TuringLang / Bijectors.jl

Implementation of normalising flows and constrained random variable transformations
https://turinglang.org/Bijectors.jl/
MIT License
199 stars 32 forks source link

Implementation of `VecCorrBijector` #246

Closed torfjelde closed 1 year ago

torfjelde commented 1 year ago

This PR implements a VecCorrBijector, i.e. CorrBijector but where the unconstrained space is treated as a Vector of the correct size rather than working with a Matrix which is actually embedded in a subspace of matrices.

This is particularly when doing stuff like MCMC sampling, where the full matrix representation might give the sampler the false indication that the dimension is d × d instead of (d choose 2) (as is the case here).

harisorgn commented 1 year ago

I rebased main here to resolve conflicts around reshape and its tests. Hope it wasn't overkill in terms of tracking changes.

harisorgn commented 1 year ago

Test failure is the ForwardDiff issue I mentioned #253 in this comment.

devmotion commented 1 year ago

Just saw the comment: The ForwardDiff issue is definitely not https://github.com/JuliaDiff/ForwardDiff.jl/issues/606 since the release with https://github.com/JuliaDiff/ForwardDiff.jl/issues/481 was yanked and these changes only exist on the master branch of ForwardDiff (unreleased).

I haven't checked the issue in detail yet so maybe it's not relevant here but my general advice is to not call cholesky (or similar linalg functions) with generic matrices when you know it has a special structure (symmetric, hermitian, etc.) but always wrap the matrix in a Symmetric, Hermitian, etc. wrapper first. This will dispatch to optimized methods, avoid checks such as ishermitian, and also yield different paths and results in AD.

harisorgn commented 1 year ago

but always wrap the matrix in a Symmetric, Hermitian, etc. wrapper first. This will dispatch to optimized methods, avoid checks such as ishermitian, and also yield different paths and results in AD.

Thanks David! This seems to work for our issue. The interface tests for v1.6 now fail on the Hermitian constructor during ReverseDiff. Seems that an rrule for the constructor is accounted for in latest but not in v1.6 (though I couldn't find it explicitly)?

devmotion commented 1 year ago

My initial guess would be that this is caused by some changes in LinearAlgebra rather than AD (ReverseDiff didn't change Julia compat and doesn't use rrules in general).
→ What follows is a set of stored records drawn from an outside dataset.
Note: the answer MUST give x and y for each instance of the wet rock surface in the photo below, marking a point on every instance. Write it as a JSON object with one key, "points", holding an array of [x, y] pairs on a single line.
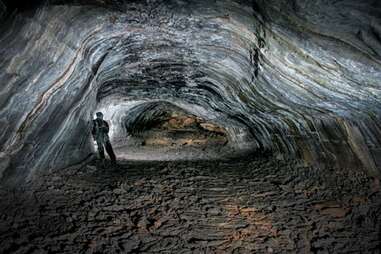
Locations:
{"points": [[296, 78], [199, 207]]}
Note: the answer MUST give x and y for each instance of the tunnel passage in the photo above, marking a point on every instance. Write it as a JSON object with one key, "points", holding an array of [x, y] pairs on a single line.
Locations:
{"points": [[163, 130], [297, 79], [273, 75]]}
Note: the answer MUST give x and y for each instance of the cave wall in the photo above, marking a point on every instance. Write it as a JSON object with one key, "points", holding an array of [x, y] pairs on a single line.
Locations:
{"points": [[295, 78]]}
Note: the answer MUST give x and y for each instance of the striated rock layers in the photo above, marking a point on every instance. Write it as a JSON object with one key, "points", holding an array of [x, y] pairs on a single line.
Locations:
{"points": [[293, 78]]}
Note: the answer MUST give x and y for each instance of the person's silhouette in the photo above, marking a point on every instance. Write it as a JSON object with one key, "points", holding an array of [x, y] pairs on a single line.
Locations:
{"points": [[100, 134]]}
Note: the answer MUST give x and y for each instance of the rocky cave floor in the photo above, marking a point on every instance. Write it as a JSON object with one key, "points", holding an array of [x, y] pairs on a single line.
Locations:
{"points": [[261, 206]]}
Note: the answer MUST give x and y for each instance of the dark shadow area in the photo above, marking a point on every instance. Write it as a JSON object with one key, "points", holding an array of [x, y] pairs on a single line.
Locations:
{"points": [[260, 206]]}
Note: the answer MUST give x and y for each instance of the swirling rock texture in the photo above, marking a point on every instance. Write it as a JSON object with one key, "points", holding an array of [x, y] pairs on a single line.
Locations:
{"points": [[293, 80], [297, 79]]}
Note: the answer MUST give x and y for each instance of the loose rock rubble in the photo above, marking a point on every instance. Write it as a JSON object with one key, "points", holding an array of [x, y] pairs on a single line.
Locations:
{"points": [[193, 207]]}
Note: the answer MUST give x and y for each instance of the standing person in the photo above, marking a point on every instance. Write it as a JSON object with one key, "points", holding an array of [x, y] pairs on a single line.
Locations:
{"points": [[100, 134]]}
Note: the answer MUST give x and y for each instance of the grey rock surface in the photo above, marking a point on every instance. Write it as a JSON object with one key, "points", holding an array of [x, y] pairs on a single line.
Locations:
{"points": [[299, 79]]}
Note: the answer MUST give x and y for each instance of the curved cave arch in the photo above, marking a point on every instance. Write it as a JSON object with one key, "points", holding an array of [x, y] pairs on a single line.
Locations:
{"points": [[277, 90]]}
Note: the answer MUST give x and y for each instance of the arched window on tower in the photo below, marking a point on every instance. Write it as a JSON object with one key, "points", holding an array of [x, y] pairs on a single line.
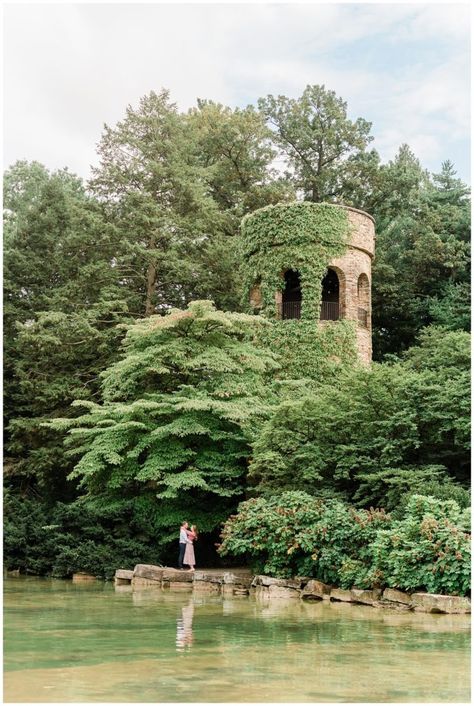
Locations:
{"points": [[330, 297], [291, 296], [363, 300]]}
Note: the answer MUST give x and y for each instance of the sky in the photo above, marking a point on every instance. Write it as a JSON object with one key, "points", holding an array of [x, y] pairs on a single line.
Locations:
{"points": [[69, 68]]}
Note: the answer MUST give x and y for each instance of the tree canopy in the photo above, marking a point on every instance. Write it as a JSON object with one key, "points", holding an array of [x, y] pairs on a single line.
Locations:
{"points": [[169, 403]]}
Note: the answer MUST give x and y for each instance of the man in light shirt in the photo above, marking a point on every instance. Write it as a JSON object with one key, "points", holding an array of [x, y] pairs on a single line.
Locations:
{"points": [[183, 538]]}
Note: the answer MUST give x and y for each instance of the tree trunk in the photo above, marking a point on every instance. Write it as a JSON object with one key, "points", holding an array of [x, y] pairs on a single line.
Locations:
{"points": [[150, 284]]}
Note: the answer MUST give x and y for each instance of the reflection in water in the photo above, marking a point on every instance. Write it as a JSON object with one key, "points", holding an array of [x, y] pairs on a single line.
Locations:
{"points": [[184, 628], [69, 644]]}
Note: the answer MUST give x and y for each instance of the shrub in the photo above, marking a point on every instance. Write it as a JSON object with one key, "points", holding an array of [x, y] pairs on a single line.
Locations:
{"points": [[295, 534], [428, 550]]}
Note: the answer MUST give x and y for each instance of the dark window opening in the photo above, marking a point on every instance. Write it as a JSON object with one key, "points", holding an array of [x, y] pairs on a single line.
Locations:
{"points": [[291, 297], [330, 297]]}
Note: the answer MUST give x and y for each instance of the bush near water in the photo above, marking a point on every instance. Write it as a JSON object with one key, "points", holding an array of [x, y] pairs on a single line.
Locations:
{"points": [[184, 415], [295, 534]]}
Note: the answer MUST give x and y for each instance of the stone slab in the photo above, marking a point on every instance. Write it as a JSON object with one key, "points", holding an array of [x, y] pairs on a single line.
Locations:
{"points": [[436, 603], [283, 583], [283, 592], [392, 605], [180, 586], [81, 576], [396, 596], [207, 577], [236, 579], [365, 596], [138, 582], [206, 587], [148, 571], [341, 594]]}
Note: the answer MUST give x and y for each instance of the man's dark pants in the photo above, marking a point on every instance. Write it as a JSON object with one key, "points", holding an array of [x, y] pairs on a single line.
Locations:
{"points": [[182, 549]]}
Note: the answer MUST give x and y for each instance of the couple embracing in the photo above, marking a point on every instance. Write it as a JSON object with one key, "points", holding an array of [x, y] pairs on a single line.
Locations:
{"points": [[187, 537]]}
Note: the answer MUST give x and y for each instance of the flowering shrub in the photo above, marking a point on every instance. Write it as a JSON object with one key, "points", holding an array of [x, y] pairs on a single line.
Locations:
{"points": [[295, 534], [428, 550]]}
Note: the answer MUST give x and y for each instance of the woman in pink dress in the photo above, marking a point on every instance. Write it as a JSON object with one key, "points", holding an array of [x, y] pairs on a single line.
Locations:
{"points": [[189, 552]]}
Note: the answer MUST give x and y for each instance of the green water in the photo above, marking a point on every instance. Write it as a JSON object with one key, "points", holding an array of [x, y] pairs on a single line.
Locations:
{"points": [[66, 642]]}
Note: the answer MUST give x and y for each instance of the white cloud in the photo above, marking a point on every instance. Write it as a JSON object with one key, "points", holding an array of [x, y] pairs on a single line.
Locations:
{"points": [[70, 68]]}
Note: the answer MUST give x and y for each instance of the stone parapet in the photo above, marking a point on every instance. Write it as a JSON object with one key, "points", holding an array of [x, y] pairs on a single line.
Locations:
{"points": [[267, 588]]}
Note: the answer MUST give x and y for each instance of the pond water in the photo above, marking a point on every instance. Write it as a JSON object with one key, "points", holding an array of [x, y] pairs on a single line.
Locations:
{"points": [[66, 642]]}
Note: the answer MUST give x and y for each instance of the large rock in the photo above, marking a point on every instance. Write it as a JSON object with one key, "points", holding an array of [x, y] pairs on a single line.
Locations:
{"points": [[396, 596], [316, 590], [177, 576], [365, 596], [270, 581], [178, 586], [392, 605], [275, 591], [206, 577], [82, 576], [148, 571], [236, 579], [341, 594], [139, 583], [435, 603]]}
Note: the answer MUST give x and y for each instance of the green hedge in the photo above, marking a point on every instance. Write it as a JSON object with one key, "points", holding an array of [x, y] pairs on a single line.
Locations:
{"points": [[296, 534]]}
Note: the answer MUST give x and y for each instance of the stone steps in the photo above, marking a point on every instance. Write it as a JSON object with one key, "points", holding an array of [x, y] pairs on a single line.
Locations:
{"points": [[240, 582]]}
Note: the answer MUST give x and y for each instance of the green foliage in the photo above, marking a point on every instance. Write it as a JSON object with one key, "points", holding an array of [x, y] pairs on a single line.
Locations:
{"points": [[62, 539], [325, 150], [62, 304], [428, 550], [310, 352], [295, 534], [159, 228], [178, 414]]}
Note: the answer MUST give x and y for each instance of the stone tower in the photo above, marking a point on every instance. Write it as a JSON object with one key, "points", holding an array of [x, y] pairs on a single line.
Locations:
{"points": [[288, 247]]}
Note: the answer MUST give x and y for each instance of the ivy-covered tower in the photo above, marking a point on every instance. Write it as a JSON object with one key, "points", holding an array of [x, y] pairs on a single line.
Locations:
{"points": [[311, 263]]}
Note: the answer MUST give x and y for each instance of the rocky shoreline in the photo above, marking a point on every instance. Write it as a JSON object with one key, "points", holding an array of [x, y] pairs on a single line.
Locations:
{"points": [[241, 582]]}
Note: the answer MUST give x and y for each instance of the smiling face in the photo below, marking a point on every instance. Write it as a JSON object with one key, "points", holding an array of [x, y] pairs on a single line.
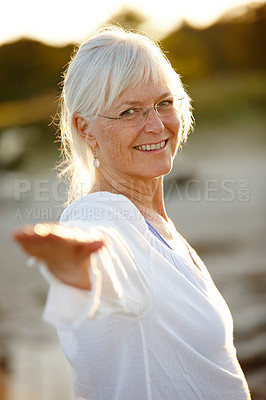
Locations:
{"points": [[140, 152]]}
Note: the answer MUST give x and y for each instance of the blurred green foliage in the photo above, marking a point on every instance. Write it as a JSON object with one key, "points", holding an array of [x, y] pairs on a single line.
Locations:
{"points": [[230, 46], [223, 67]]}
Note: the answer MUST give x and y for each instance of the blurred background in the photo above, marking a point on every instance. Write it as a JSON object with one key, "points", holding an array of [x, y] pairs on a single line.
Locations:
{"points": [[216, 193]]}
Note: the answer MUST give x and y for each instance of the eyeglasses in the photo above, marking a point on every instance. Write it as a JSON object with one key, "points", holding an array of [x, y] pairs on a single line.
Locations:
{"points": [[137, 115]]}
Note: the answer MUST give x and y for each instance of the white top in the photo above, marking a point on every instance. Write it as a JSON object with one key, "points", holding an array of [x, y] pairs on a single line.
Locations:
{"points": [[154, 326]]}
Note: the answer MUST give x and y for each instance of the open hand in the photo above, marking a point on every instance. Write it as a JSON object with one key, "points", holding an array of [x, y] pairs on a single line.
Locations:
{"points": [[66, 251]]}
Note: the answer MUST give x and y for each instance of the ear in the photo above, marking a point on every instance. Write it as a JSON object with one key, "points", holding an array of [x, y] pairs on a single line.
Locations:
{"points": [[83, 129]]}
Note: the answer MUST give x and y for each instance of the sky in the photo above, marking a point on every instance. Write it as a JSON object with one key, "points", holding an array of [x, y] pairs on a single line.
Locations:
{"points": [[60, 22]]}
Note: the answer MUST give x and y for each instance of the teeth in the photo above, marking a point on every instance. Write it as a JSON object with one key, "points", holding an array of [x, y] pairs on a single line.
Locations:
{"points": [[148, 147]]}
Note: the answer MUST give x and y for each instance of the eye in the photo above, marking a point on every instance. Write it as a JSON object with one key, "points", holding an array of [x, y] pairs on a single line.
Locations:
{"points": [[166, 103], [129, 113]]}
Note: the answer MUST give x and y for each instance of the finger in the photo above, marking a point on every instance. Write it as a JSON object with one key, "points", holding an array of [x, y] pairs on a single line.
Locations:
{"points": [[91, 247]]}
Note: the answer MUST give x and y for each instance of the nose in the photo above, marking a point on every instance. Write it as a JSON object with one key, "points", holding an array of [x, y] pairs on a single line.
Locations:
{"points": [[153, 122]]}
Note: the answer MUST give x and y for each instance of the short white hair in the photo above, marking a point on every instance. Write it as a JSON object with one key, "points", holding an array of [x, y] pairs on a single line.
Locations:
{"points": [[106, 64]]}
torfjelde commented 1 year ago

I messed up and merged the formatting PR into master before this :facepalm: So the result was quite a lot of conflicts. I've resolved them now though :+1:

devmotion commented 1 year ago

Regarding cholesky/Hermitian: I assume it works on Julia >= 1.8 due to https://github.com/JuliaLang/julia/pull/44076.

harisorgn commented 1 year ago

Regarding cholesky/Hermitian: I assume it works on Julia >= 1.8 due to https://github.com/JuliaLang/julia/pull/44076.

Ah yes, thanks once again! Sorry, misread the stack trace on my phone and thought the issue was the Hermitian constructor 😅

How should we handle this then? The Hermitian wrapper before cholesky solves the ForwardDiff issue with the tiny numerical mismatch, but creates an instance of <: Hermitian{....TrackedArray....} that cholesky can't handle in v1.6 .

torfjelde commented 1 year ago

One straight-forward (but hacky) solution is of course:

cholesky_factor(X::ReverseDiff.TrackedArray) = cholesky_factor(cholesky(X))

Also, though I don't see another fix, I'm uncertain if Hermitian is the 100% correct solution since during sampling we can easily run into matrices which end up not being hermitian due to numerical issues. If this happens, it seems to me that we'd want to error rather than just continue, no?

harisorgn commented 1 year ago

One straight-forward (but hacky) solution is of course

Was just checking in case I wasn't seeing something less hacky, but let's go with this now 👍 . I've added this method in src/compat/reversediff.jl to avoid a ReverseDiff dependency outside that submodule, a bit annoying though as it is not grouped with the rest of the methods.

we can easily run into matrices which end up not being hermitian due to numerical issues. If this happens, it seems to me that we'd want to error rather than just continue, no?

Should we have something like an ishermitian check but with tolerances? The ForwardDiff issue was numerical but tiny as far as I tested it.

harisorgn commented 1 year ago

Do we want to keep CorrBijector in general? Will it have a purpose after this PR?

torfjelde commented 1 year ago

Do we want to keep CorrBijector in general? Will it have a purpose after this PR?

Good question. I'd say keep it for now + make an issue.

yebai commented 1 year ago

Great work -- thanks @harisorgn, @torfjelde and @devmotion!